Biro Luar Negeri PKI juga menerbitkan surat kabar Warta, Bedak Purol, De Zanier, Tielman eb Dres Conserven dan majalah mingguan Inpressa, singkatan dari Indonesia Press Agency.
Sebagian pengurus Biro Luar Negeri PKI, tulis Busjarie Latif dalam Manuskrip Sejarah 45 Tahun PKI (1920-1965)
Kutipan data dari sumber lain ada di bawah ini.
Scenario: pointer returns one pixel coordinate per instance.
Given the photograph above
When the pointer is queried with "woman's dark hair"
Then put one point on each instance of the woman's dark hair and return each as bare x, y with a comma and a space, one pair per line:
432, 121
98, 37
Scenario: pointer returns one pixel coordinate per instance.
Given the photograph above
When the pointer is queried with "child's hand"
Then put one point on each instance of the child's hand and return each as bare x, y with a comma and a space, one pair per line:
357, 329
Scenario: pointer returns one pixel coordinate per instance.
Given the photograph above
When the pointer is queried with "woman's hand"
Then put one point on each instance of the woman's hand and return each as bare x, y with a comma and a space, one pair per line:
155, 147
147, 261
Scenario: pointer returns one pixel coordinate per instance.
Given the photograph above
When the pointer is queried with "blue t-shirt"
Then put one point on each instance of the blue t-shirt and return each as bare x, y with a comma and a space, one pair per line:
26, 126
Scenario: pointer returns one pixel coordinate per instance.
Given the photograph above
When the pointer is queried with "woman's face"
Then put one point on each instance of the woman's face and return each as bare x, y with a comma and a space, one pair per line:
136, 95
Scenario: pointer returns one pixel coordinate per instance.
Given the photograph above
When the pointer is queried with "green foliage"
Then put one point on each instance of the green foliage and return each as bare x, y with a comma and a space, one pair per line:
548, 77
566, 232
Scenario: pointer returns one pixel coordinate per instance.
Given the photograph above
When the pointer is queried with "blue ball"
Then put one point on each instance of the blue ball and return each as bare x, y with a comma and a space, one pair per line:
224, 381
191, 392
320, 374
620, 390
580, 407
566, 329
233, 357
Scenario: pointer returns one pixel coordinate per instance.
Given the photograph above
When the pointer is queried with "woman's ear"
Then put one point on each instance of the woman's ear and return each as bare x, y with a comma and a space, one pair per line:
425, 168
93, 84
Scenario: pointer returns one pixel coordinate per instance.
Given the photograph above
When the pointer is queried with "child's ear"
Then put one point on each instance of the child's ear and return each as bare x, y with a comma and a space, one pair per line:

merupakan anggota Perhimpunan Indonesia (PI), organisasi mahasiswa
Indonesia di negeri Belanda yang pernah dipimpin oleh Bung Hatta dan
Ahmad Soebardjo--dua di antara perumus naskah proklamasi 17 Agustus
1945.
Bawah Tanah
Memasuki
1935, situasi dunia bergolak ke arah perang dunia kedua. Tahun itu
Musso menyamar kembali ke tanah air. "Musso memilih Surabaya sebagai
tempat tinggalnya, karena di kota itu Musso telah mempunyai banyak
kenalan lamanya," tulis Busjarie.
Dengan menggunakan nama samaran Ganda, Musso memulai aksinya menulis di koran harian Indonesia Berdjuang
milik Partai Indonesia (Partindo) yang dipimpin Pamudji. Setelah
berkenalan baik dengan Musso, Pamudji memberinya tempat tinggal di Desa
Kedurus, bagian selatan kota Surabaya.
Musso
dan jaringan Pamudji mulai bergerak hati-hati menjaring kembali
kekuatan PKI di tanah air. Namun, apa hendak dikata, Pamudji
tertangkap.
Setahun di Surabaya,
Musso membentuk kembali Central Comite Partai Komunis Indonesia yang
terdiri dari Djokosudjono, Achmad Sumadi dan Ruskak. Pamudji yang sedang
mendekam di penjara tidak masuk dalam formasi bawah tanah ini.
Formasi
ini tak bertahan lama, Desember 1936, saat Musso berada di luar negeri,
tiga pimpinan CC PKI ditangkap Belanda. Selain ketiganya, banyak kader
PKI bawah tanah yang juga ditangkap dan ditahan di penjara Kalisosok,
Surabaya. Gerakan mereka rupanya tercium intelijen kolonial.
Selalu
saja ada pelanjut angkatan. 24 Februari 1937 berdiri Gerakan Rakyat
Indonesia (Gerindo) yang didalam ada AK Gani, Moh. Yamin dan Amir
Sjarifuddin. Di dalam kelompok ini bergabung pula seorang anak
muda bernama DN Aidit. Di zaman pendudukan Jepang, kelompok ini keras
menentang fasisme.
Di sisi lain,
Pamudji yang baru saja bebas dari penjara Sukamiskin, Bandung kembali ke
Surabaya. Tanpa buang-buang waktu, dia langsung kumpulkan kader-kader
PKI bawah tanah yang tidak tertangkap dan 1938 kembali membentuk CC PKI,
"di rumah Azis di kampung Pacarkeling, Surabaya," ungkap Busjarie.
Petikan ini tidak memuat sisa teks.